For the upcoming summer, I’ve decided to begin a three part technical tools and formulas coverage series. For part one, I’ll be discussing the S&P Short-Range Oscillator. Often touted by CNBC host Jim Cramer, the S&P Short-Range Oscillator is “a market measure tool that generally aims to determine whether the U.S. domestic equity market has been overvalued or overbought.”
In order to read the provided data, first understand that a value of 50% for the S&P Short-Range Oscillator is what’s considered “part” or “neutral.” On the product’s website, the description lists that “When the Oscillator reaches a value of “+4%” (meaning 4% above par, or 54%), the market is technically said to be in an “overbought” position. Markets in this standing may be considered as being poised for a downward correction. By contrast, Oscillator values falling to levels below 50% may be indicative of a trend in the opposite direction. An Oscillator value reaching “-4%” (meaning 4% below par, or 46%) is a technical indication of an “oversold” market, which may set the stage for a rally.”

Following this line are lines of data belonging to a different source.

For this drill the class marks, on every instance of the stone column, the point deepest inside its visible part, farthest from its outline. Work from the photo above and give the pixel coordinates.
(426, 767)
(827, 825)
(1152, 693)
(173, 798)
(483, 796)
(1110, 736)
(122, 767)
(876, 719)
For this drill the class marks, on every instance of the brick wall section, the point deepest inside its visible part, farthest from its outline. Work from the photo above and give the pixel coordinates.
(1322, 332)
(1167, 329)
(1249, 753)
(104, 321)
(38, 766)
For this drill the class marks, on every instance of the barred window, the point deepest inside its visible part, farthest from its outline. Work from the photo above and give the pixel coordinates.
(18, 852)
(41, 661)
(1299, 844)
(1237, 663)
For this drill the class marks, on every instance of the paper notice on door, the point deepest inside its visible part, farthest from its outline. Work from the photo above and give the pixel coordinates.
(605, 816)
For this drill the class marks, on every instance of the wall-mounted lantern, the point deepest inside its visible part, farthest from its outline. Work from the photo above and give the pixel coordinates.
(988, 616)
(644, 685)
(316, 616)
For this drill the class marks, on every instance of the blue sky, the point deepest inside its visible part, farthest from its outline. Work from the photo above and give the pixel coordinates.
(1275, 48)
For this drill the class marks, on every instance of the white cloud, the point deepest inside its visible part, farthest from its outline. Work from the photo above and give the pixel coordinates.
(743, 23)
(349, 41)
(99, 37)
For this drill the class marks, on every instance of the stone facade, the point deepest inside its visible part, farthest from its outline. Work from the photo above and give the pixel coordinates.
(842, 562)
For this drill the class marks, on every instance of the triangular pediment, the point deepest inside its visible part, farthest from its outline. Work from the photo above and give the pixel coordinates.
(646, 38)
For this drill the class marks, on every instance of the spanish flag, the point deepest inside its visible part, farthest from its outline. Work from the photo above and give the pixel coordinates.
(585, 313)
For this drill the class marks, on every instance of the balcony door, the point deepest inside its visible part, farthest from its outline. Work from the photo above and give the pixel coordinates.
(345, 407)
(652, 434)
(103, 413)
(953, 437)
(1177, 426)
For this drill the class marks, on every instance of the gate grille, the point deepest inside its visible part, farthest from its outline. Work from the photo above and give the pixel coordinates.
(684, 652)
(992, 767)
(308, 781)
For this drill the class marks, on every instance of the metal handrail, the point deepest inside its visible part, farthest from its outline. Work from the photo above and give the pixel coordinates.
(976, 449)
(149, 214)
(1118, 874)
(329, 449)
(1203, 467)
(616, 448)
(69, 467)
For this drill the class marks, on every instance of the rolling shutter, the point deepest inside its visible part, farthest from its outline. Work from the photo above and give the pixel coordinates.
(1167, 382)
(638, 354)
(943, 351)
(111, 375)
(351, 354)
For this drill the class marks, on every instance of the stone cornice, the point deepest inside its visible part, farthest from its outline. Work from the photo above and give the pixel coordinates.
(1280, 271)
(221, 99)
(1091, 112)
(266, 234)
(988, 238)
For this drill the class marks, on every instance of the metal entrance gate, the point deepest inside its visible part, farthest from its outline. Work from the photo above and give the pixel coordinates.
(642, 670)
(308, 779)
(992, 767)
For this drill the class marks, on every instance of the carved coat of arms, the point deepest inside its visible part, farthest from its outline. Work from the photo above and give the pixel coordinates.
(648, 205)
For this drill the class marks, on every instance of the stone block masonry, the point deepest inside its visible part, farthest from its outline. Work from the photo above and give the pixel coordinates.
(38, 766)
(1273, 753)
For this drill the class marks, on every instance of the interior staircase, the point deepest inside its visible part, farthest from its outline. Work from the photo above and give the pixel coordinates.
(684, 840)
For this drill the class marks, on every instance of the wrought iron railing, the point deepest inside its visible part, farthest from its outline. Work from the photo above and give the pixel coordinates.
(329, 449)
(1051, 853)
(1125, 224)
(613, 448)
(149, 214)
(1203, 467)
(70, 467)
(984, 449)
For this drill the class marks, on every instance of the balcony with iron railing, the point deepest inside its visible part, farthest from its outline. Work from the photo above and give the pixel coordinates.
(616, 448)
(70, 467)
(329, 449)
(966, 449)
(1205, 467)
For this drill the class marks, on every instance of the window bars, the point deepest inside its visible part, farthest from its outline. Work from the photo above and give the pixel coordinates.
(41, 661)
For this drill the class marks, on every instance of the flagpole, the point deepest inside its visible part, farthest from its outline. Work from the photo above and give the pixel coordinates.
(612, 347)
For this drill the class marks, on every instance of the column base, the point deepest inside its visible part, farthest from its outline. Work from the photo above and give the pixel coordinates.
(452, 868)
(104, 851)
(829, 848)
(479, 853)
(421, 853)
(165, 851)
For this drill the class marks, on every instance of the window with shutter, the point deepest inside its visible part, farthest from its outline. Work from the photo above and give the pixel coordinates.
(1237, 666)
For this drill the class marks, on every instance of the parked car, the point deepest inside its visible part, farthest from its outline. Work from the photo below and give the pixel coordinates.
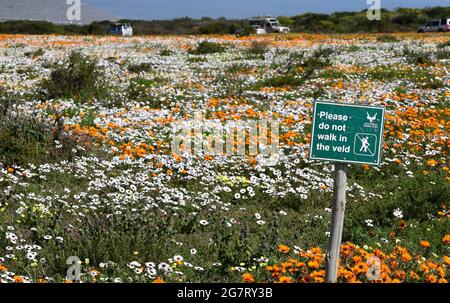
(268, 24)
(442, 25)
(121, 29)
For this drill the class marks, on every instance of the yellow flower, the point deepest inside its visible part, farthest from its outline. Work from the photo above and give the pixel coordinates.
(248, 278)
(446, 239)
(284, 279)
(283, 249)
(424, 243)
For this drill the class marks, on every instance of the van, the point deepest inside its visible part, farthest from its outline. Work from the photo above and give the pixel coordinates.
(442, 25)
(121, 29)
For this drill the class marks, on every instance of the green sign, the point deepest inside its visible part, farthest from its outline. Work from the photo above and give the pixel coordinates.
(347, 133)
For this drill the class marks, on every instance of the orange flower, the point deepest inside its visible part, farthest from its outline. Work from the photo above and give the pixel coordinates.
(431, 279)
(158, 281)
(446, 239)
(18, 279)
(313, 264)
(283, 249)
(284, 279)
(248, 278)
(432, 162)
(402, 224)
(424, 243)
(446, 260)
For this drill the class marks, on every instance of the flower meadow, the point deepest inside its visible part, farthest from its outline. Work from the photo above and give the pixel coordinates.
(87, 170)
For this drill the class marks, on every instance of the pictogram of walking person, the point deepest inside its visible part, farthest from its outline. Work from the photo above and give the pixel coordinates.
(365, 145)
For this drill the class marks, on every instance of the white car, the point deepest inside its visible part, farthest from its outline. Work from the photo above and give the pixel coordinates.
(269, 25)
(121, 29)
(442, 25)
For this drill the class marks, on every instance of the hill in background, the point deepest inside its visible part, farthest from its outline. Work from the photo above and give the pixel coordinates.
(48, 10)
(398, 20)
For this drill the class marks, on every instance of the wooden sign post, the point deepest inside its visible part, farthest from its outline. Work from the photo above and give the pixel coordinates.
(344, 133)
(337, 221)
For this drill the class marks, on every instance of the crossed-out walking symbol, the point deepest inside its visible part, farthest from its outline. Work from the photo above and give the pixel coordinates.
(365, 144)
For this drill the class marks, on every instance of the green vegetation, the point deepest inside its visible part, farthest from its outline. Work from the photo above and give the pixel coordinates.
(207, 47)
(78, 77)
(398, 20)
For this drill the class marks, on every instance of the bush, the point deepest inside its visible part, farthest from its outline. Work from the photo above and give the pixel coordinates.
(443, 54)
(444, 44)
(206, 47)
(387, 39)
(165, 53)
(37, 53)
(78, 77)
(258, 48)
(26, 140)
(140, 68)
(418, 57)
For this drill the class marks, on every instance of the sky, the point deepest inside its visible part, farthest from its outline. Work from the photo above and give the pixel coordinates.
(169, 9)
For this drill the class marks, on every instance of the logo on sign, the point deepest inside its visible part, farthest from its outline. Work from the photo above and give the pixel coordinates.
(365, 145)
(371, 119)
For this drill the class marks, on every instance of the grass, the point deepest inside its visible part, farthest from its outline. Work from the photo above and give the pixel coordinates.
(207, 47)
(78, 77)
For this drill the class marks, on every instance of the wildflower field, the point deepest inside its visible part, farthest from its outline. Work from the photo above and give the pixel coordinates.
(87, 170)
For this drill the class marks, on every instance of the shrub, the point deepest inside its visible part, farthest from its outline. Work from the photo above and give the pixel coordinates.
(207, 47)
(258, 48)
(37, 53)
(387, 39)
(27, 140)
(165, 53)
(78, 77)
(418, 57)
(444, 44)
(140, 68)
(443, 54)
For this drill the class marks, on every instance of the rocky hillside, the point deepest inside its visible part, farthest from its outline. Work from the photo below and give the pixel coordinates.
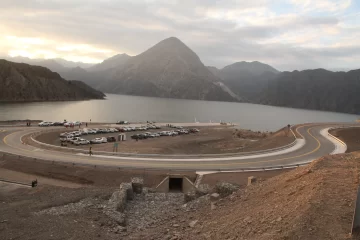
(113, 62)
(246, 79)
(168, 69)
(23, 82)
(315, 89)
(307, 203)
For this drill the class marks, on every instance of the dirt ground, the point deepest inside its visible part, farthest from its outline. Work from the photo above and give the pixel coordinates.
(307, 203)
(210, 140)
(68, 202)
(351, 136)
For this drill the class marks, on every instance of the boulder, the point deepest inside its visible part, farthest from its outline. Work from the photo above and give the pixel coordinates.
(189, 196)
(203, 189)
(137, 184)
(251, 180)
(193, 223)
(214, 197)
(225, 189)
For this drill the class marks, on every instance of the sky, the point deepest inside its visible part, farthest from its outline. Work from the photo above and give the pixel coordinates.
(287, 34)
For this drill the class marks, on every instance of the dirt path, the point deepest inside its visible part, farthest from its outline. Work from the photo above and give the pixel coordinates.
(210, 140)
(351, 136)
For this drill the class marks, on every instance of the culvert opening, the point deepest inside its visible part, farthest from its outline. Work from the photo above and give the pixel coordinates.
(175, 184)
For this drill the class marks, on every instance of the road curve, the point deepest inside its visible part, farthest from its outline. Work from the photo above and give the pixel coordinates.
(316, 145)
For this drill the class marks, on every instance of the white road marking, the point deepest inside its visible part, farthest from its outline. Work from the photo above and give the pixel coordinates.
(299, 144)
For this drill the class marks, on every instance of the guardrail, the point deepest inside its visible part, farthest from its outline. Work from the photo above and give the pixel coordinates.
(73, 164)
(69, 149)
(14, 182)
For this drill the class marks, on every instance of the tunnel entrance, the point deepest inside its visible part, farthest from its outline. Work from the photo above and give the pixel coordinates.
(175, 184)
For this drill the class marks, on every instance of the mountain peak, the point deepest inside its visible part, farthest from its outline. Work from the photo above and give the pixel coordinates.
(112, 62)
(254, 67)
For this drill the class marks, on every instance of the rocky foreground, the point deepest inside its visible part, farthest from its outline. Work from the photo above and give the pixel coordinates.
(22, 82)
(312, 202)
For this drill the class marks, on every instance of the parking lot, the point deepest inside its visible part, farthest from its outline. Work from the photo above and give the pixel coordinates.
(217, 139)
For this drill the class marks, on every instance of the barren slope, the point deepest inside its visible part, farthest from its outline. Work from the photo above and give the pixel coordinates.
(23, 82)
(168, 69)
(313, 202)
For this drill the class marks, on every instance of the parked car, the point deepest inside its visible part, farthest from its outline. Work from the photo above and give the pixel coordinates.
(173, 133)
(91, 131)
(122, 122)
(73, 140)
(44, 124)
(81, 141)
(84, 132)
(68, 124)
(139, 136)
(69, 137)
(194, 130)
(63, 134)
(76, 134)
(77, 123)
(111, 139)
(135, 136)
(96, 140)
(163, 133)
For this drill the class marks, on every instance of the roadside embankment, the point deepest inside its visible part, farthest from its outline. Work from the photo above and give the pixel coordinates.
(351, 136)
(312, 202)
(219, 139)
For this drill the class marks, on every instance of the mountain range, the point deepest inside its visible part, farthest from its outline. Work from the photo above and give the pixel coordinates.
(24, 82)
(171, 69)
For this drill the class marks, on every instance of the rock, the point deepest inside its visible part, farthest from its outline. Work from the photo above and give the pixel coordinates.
(137, 184)
(212, 206)
(251, 180)
(225, 189)
(214, 197)
(129, 191)
(189, 196)
(202, 190)
(193, 223)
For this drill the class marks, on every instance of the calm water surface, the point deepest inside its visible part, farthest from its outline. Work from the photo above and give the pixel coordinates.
(134, 108)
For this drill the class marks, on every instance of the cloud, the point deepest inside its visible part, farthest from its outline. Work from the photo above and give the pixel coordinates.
(289, 34)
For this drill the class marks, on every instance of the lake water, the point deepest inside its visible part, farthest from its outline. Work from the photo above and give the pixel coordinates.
(139, 109)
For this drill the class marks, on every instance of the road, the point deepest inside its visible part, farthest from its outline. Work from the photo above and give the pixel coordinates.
(316, 145)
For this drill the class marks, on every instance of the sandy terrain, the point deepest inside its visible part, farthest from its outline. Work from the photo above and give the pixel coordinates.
(210, 140)
(351, 136)
(307, 203)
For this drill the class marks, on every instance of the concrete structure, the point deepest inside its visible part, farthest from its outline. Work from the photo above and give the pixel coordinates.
(251, 180)
(137, 184)
(176, 182)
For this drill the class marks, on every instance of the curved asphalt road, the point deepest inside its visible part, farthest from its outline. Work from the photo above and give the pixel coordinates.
(316, 146)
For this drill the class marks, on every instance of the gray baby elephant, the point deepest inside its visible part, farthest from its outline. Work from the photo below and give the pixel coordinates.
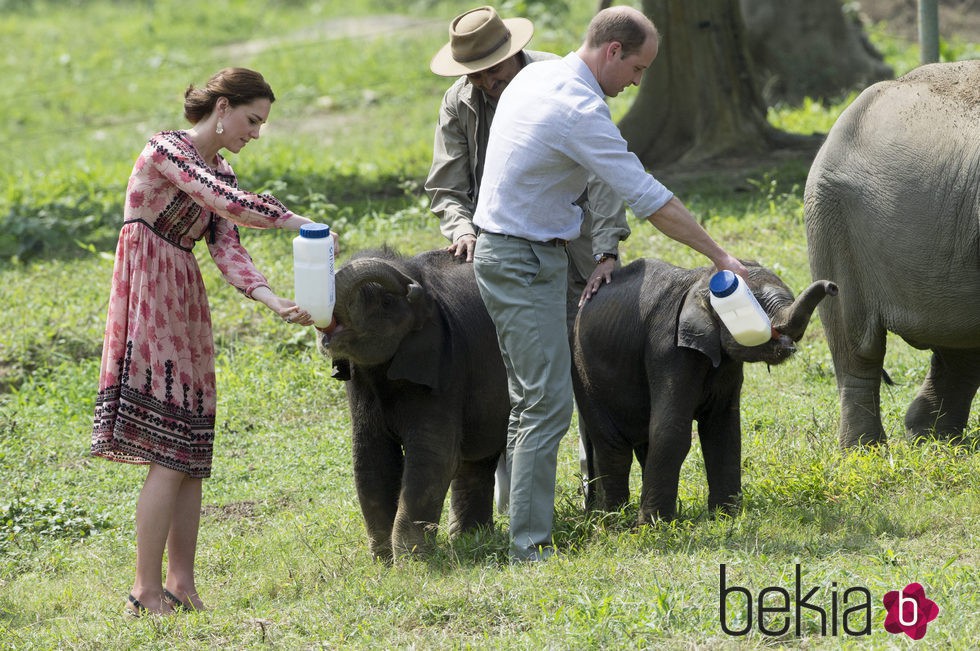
(427, 393)
(651, 357)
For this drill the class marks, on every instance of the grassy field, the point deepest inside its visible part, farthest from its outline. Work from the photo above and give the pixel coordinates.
(283, 558)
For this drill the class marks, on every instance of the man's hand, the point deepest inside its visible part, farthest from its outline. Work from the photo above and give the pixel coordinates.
(602, 274)
(465, 246)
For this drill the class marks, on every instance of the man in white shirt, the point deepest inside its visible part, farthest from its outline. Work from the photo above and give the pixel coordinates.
(551, 130)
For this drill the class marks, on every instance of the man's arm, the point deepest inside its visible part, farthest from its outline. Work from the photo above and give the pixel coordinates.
(676, 222)
(450, 183)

Rather than fret over -4% or +4% changes, since I typically hold a mix of long/short equities, I like to use the S&P Short-Range Oscillator as a measurement or indication of extreme market conditions. Typically the consensus is that +5% start to look to sell, +10% sell, while -5% start to look to buy and -10% buy. All and all, the S&P Short-Range Oscillator is not a tool I fret daily over, it’s more useful to day-traders, but I do find it useful to evaluate potential buying opportunities for my portfolio (i.e early January of 2019). Lastly, I’ll note that the S&P Short-Range Oscillator is an individual tool and like a hammer, you need nails, wood and a bunch of other equipment to get the job done. Don’t solely rely on it for all of your market decisions, but don’t be afraid to let it aid you along the way.